Douglas A. McIntyre is the co-founder, chief executive officer and editor in chief of 24/7 Wall St. and 24/7 Tempo. He has held these jobs since 2006.

McIntyre has written thousands of articles for 24/7 Wall St. He is an expert on corporate finance, the automotive industry, media companies and international finance. He has edited articles on national demographics, sports, personal income and travel.

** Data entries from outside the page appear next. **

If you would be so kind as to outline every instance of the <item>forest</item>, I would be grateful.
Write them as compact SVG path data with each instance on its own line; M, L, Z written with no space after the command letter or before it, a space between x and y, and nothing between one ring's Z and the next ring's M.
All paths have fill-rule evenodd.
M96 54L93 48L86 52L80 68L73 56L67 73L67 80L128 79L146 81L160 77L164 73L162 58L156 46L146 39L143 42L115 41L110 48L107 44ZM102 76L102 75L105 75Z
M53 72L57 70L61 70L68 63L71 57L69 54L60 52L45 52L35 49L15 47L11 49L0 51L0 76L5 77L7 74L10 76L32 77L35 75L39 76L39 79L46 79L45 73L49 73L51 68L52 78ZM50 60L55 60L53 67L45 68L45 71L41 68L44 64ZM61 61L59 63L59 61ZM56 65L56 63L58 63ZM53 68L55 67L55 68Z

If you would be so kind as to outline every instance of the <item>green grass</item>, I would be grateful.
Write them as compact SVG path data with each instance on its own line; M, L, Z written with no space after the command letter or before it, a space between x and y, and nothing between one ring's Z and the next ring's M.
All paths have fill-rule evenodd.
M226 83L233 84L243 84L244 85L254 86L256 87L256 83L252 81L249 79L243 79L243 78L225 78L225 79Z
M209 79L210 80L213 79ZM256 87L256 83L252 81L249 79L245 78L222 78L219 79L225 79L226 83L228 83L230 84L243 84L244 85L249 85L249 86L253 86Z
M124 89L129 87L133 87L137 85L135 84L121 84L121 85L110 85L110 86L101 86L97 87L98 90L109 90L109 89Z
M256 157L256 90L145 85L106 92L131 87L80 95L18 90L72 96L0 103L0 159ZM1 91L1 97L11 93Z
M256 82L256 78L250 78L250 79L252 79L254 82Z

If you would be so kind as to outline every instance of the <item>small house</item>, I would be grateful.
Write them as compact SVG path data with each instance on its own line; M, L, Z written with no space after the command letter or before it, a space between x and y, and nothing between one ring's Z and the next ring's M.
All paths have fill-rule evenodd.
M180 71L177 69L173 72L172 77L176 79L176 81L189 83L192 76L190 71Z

His work has been quoted or mentioned in The New York Times, The Wall Street Journal, Los Angeles Times, The Washington Post, NBC News, Time, The New Yorker, HuffPost USA Today, Business Insider, Yahoo, AOL, MarketWatch, The Atlantic, Bloomberg, New York Post, Chicago Tribune, Forbes, The Guardian and many other major publications. McIntyre has been a guest on CNBC, the BBC and television and radio stations across the country.

A magna cum laude graduate of Harvard College, McIntyre also was president of The Harvard Advocate. Founded in 1866, the Advocate is the oldest college publication in the United States.

TheStreet.com, Comps.com and Edgar Online are some of the public companies for which McIntyre served on the board of directors. He was a Vicinity Corporation board member when the company was sold to Microsoft in 2002. He served on the audit committees of some of these companies.

McIntyre has been the CEO of FutureSource, a provider of trading terminals and news to commodities and futures traders. He was president of Switchboard, the online phone directory company. He served as chairman and CEO of On2 Technologies, the video compression company that provided video compression software for Adobe’s Flash. Google bought On2 in 2009.